One way we had talked about denaturing enzymes was using heat.
And heat is what we will use in this step.
This step involves the addition of heat needed to separate the two strands of the DNA molecule.
Step #2 Annealing.
Ok, so this word means something a little different in biology- basically this is when
the two DNA strands that now have been separated by that heat are going to be cooled and be
joined by the primers.
The temperature for this step should allow the primers to bind to the specific segment
of DNA that you want to amplify, which means, make copies of.
Step #3: DNA Synthesis.
Remember, synthesis means to make something.
With DNA synthesis, we’re going to make more copies of DNA.
And to do so, DNA polymerase will begin to work on both of these strands, and it will
use the DNA nucleotides as its building material to amplify the DNA.
We should note that the temperature at this step may be a little warmer than the previous
step; it needs to be a temperature that is ideal for the specific DNA polymerase used.
Now after finishing one cycle of this, you have two double-stranded DNA molecules, right?
Similar to how it would be in DNA replication within a cell.
But you can repeat this now!
Except this time you now have two double-stranded DNA molecules to start with.
So you repeat with the denaturation, annealing, and DNA synthesis steps.
Now you have 4 double stranded DNA molecules.

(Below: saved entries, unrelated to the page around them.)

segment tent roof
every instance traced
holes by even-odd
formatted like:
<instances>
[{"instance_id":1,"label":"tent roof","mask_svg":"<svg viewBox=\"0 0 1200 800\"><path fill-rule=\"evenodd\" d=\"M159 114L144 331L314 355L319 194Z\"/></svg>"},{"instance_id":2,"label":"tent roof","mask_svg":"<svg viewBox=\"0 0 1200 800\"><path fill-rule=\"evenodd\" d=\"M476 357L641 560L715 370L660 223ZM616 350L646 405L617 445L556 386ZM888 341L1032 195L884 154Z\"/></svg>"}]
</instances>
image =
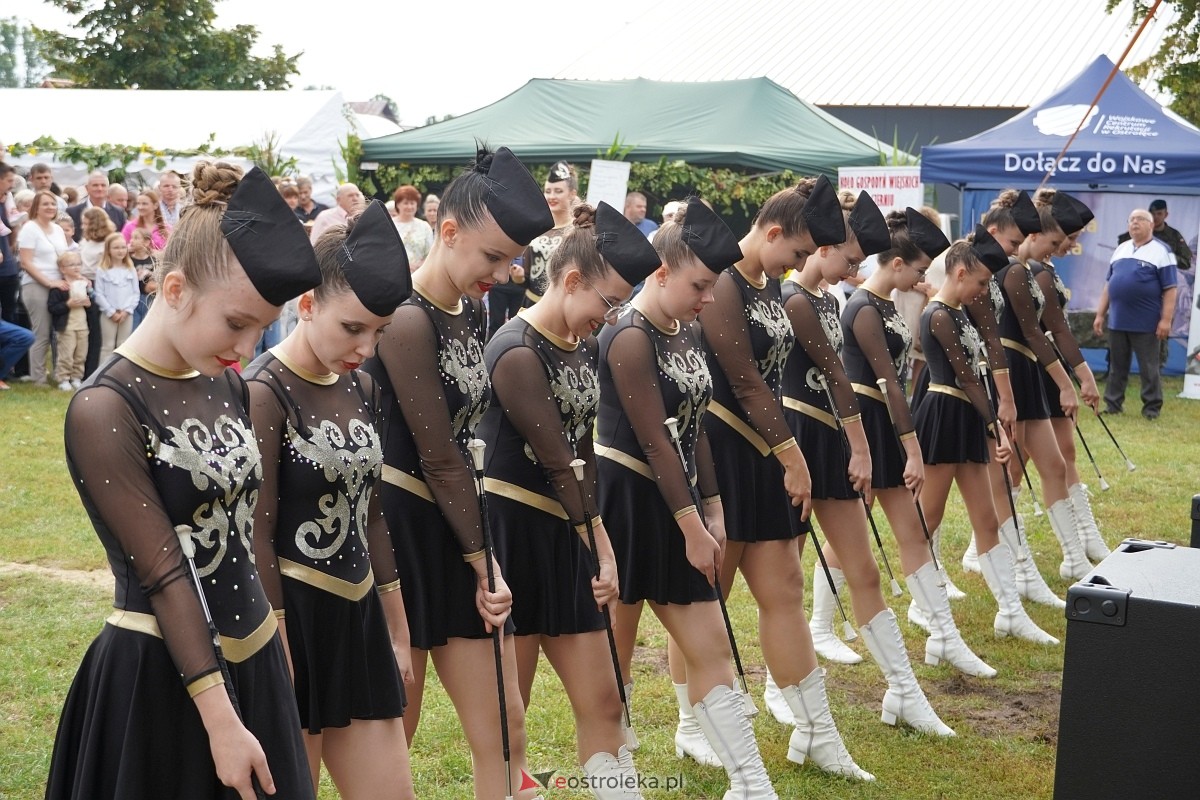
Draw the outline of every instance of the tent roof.
<instances>
[{"instance_id":1,"label":"tent roof","mask_svg":"<svg viewBox=\"0 0 1200 800\"><path fill-rule=\"evenodd\" d=\"M475 140L522 159L585 162L620 139L631 161L833 173L876 164L875 140L766 78L713 83L535 79L507 97L423 128L363 142L367 161L461 164Z\"/></svg>"},{"instance_id":2,"label":"tent roof","mask_svg":"<svg viewBox=\"0 0 1200 800\"><path fill-rule=\"evenodd\" d=\"M978 187L1041 182L1113 62L1100 56L1057 92L983 133L921 151L921 179ZM1200 192L1200 130L1118 72L1054 176L1059 188L1176 187Z\"/></svg>"},{"instance_id":3,"label":"tent roof","mask_svg":"<svg viewBox=\"0 0 1200 800\"><path fill-rule=\"evenodd\" d=\"M1147 4L1148 5L1148 4ZM1164 4L1130 53L1153 54ZM579 31L557 78L712 81L765 75L829 106L1024 108L1133 29L1132 0L692 0L648 3L615 34ZM1014 49L1015 48L1015 49Z\"/></svg>"}]
</instances>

You repeat the steps again.
Now you have 8.
And if the process is automated by a machine which---why, yes, they do have in science
catalogs---you can actually do this fairly quickly.
Which brings you to…why?
Why do this?
Well any technology that needs copies of a portion of DNA could find PCR useful, but
we’ll just mention two examples in our limited time.
We mention DNA fingerprinting in our gel electrophoresis video, and we mention that DNA fingerprinting
can be a part of a crime scene investigation.

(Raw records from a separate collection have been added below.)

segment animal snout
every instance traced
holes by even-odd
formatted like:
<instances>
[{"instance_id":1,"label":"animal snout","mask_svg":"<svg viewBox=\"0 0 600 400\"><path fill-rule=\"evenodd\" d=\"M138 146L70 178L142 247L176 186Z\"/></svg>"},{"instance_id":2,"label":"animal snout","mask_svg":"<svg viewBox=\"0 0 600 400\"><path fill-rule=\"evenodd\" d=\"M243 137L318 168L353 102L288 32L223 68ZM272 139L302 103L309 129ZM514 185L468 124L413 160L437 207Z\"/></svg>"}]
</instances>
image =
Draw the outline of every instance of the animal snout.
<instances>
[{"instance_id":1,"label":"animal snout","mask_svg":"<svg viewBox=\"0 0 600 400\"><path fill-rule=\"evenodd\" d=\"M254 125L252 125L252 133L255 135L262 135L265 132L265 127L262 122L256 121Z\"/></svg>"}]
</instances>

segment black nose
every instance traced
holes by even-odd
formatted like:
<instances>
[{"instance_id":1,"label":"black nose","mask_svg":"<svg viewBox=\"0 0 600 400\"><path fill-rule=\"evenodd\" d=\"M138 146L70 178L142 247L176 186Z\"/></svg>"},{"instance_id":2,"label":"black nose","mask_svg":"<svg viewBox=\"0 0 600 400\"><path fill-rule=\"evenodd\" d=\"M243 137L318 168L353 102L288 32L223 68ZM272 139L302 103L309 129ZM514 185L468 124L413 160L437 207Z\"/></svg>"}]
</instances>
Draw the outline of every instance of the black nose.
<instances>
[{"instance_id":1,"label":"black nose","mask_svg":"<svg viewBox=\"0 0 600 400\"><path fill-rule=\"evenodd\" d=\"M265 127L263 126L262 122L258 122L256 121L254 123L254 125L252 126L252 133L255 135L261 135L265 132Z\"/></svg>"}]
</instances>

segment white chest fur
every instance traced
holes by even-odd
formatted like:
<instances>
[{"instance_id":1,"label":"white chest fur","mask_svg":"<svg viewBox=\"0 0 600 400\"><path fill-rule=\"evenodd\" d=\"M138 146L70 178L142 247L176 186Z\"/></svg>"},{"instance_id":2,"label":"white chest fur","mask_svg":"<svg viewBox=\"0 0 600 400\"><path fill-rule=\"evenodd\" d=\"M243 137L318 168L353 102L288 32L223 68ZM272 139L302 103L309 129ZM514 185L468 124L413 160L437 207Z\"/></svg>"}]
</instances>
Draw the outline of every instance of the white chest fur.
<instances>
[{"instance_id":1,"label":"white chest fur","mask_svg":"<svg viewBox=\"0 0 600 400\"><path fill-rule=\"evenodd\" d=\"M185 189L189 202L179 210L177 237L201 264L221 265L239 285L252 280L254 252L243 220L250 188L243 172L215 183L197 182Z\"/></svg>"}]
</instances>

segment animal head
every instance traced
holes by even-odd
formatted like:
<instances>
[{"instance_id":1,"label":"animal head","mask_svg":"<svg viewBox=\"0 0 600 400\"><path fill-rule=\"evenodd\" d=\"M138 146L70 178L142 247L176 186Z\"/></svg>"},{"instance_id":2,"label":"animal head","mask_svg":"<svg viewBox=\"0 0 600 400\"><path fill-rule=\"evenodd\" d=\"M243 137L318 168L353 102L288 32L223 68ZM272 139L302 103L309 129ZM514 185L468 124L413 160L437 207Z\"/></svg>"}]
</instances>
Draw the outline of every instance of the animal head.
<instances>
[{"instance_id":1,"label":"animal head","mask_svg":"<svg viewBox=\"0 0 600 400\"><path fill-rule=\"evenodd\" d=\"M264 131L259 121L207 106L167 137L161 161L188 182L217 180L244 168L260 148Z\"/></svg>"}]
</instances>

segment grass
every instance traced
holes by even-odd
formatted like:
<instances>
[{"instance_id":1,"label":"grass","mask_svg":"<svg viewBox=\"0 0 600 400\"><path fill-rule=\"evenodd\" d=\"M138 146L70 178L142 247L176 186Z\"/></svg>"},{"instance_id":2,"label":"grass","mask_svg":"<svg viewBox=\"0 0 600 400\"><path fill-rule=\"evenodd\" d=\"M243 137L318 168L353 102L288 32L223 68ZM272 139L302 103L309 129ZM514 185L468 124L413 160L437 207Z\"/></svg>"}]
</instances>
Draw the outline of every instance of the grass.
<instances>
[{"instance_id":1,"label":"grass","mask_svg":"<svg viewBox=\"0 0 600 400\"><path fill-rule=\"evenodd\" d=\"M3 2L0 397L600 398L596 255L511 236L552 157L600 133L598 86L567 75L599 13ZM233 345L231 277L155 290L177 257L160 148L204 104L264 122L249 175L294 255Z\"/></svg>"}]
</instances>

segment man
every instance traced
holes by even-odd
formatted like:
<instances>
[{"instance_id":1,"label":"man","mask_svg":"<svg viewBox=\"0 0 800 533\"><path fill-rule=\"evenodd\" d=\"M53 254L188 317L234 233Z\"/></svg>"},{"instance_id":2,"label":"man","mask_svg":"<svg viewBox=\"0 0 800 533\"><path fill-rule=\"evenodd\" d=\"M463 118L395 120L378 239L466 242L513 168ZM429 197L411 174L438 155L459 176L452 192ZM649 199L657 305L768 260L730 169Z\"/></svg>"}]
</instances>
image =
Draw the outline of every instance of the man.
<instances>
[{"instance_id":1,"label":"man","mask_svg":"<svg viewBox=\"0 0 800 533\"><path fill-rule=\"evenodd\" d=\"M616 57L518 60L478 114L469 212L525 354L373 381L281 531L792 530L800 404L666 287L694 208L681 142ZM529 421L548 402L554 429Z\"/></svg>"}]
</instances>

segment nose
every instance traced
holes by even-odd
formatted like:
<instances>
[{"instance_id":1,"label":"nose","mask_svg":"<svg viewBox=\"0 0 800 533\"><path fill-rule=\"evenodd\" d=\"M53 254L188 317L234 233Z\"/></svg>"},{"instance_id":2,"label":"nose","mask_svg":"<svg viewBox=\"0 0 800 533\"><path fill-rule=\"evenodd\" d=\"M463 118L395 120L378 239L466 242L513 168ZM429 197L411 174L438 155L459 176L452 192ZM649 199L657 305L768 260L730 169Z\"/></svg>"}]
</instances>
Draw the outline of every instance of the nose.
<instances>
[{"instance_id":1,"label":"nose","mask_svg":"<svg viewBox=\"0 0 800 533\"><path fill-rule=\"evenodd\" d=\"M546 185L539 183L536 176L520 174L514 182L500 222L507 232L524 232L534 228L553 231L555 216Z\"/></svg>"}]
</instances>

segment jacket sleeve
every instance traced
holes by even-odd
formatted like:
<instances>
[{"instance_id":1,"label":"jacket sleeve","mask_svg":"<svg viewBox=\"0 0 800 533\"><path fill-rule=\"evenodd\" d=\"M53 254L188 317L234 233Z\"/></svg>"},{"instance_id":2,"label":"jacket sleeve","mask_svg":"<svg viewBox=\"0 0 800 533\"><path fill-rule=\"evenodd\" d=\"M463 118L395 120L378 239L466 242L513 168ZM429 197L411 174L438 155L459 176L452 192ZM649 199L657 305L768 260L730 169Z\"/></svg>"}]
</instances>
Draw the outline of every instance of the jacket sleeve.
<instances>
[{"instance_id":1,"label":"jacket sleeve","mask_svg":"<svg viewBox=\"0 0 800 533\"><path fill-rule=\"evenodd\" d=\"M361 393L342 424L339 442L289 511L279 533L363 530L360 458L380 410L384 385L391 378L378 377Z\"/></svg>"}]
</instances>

Well, in order to have enough copies of DNA samples to run in gel electrophoresis to analyze,
PCR can be performed to make copies of the fragments of DNA that are found at a crime
scene.
Another example: diagnosis of a disease such as one caused by a virus.
For an especially relevant example, I can mention one of the testing types done for
the virus that causes COVID-19.
COVID-19 is a pandemic that we’re experiencing right now in 2020, and the virus that causes
COVID-19 is called SARS-CoV-2.
You might have heard of one test type that uses a sample from a nose or throat swab in
a “PCR test.”
But to be more specific, this test for this virus is a real-time reverse transcription
PCR (rRT-PCR) test.
The reason it has this fancier “reverse transcription” in there is because this
virus uses RNA as its genetic material instead of DNA and you have to use an enzyme called
reverse transcriptase to convert the RNA into DNA.
So, before we can do the regular PCR steps we’ve mentioned, we must convert isolated
and purified RNA into DNA.
A specific primer is added that will bind to an area of viral RNA and then reverse transcriptase
is used to convert viral RNA into cDNA (complimentary DNA).
Using specific primers and the Taq DNA Polymerase, the cDNA can be copied over and over each
cycle in the familiar steps we’ve been mentioning of PCR.
See the goal is you need enough copies of the viral cDNA in order for it to be detectable.
The idea being if it’s a positive result, you have these selective primers binding and
you have the Taq DNA polymerase making more and more copies of the viral cDNA each cycle.
In addition, specific fluorescent probes are also used for identification.
A certain level is needed for identification of a positive result.
And if the virus’s genetic material is not present in the sample, then primers wouldn’t
bind and there would be no cDNA copies produced.
If you’d like to learn more about this test as far as its limitations and also its complexity
as we’re being pretty general here, we’ve included some further reading suggestions
in the video details.
So those were just two examples of how PCR can be used, but there are many more examples
in our suggested further reading links in the video description.
Overall, PCR is such a useful and fascinating technology that will likely remain indispensable
for future uses.
And it’s a rare day when I pull out that word “indispensable.”
Well, that’s it for the Amoeba Sisters, and we remind you to stay curious.